2023年度の最低賃金の目安が前年度より41円上昇、全国平均で時給1002円となることが決まったことを受けて、これに対応して「賃上げを行う」企業が70.6%にのぼることが、帝国データバンクの調査でわかった。2023年8月9日の発表。
今年度の最低賃金は物価高への対応などが重視され、現在の961円から41円(前年度は31円)上昇。上げ幅は過去最大で、初めて1000円を超えた。
伸び率も4.3%(同3.3%)と高い水準になった。今後は各都道府県の地方最低賃金審議会がそれぞれの地域の実額を決めていき、10月ごろから適用がはじまる見込みとなっている。
物価高に対応、最低賃金は右肩上がり
調査によると、2023年度の最低賃金の引き上げを受けて、自社の対応有無を聞いたところ、なんらか「対応する」企業は83.2%と8割を超え、「対応しない」の10.4%を大きく上回った。
具体的な対応策を聞く(複数回答)と、「もともと最低賃金よりも高いが、賃上げを行う」と答えた企業は46.5%が最も高かった。次いで「最低賃金よりも低くなるため、賃上げを行う」が25.0%で続き、最低賃金の引き上げを受けて「賃上げ」を行う企業は70.6%と、7割に達した。
賃上げの有無にかかわらず、「従業員のスキル向上の強化」(24.0%)と「商品やサービスの値上げ」(21.3%)が2割台で並び、「人件費以外のコスト削減」(19.0%)が続いた。【図1参照】
企業に賃上げの理由を聞いたところ、
「今まで就業している人はすでに今回の最低賃金を超えているが、新しく採用する人との差がなくなるので引き上げざるを得ず、負担が増える」(化学品製造)
と在籍中の従業員の待遇改善や、
「有能な人材へは最低賃金を大きく超える対応をしており、これからも同様の対応をする」(飲食店)

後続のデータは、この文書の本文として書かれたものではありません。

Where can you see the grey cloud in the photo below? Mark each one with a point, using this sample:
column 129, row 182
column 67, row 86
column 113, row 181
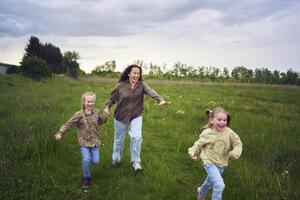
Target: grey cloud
column 103, row 18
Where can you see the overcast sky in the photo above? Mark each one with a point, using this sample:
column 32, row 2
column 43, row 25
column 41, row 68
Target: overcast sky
column 220, row 33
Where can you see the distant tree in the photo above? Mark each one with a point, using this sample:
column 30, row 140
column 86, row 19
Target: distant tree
column 71, row 56
column 291, row 77
column 106, row 68
column 53, row 56
column 213, row 73
column 33, row 47
column 155, row 71
column 70, row 63
column 276, row 77
column 35, row 68
column 201, row 72
column 225, row 73
column 73, row 68
column 242, row 73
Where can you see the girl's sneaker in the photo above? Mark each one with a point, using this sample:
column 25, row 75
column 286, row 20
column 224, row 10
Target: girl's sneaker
column 86, row 181
column 137, row 166
column 199, row 196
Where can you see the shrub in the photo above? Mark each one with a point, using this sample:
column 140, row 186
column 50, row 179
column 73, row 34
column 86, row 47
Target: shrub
column 35, row 68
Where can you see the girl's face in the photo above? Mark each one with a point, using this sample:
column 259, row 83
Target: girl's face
column 219, row 121
column 134, row 75
column 89, row 102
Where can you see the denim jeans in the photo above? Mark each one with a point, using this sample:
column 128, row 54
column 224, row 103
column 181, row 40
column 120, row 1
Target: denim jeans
column 135, row 133
column 213, row 180
column 89, row 155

といった人材確保を目的とする声があがった。その一方で、
「最低賃金が上がっても130万円の『年収の壁』があるので、パートさんの働く時間が減るだけ」(運輸・倉庫)
と「年収の壁」問題もあがった。このほか、
「パート従業員の時給はほとんどが1000円以下なので改定されれば上げざるを得ないが、物価高・コスト高で利幅が取りにくいなか、さらなる追い討ちをかけられるようなもの」(飲食料品・飼料製造)
と、物価高を背景とした厳しい実情も聞かれた。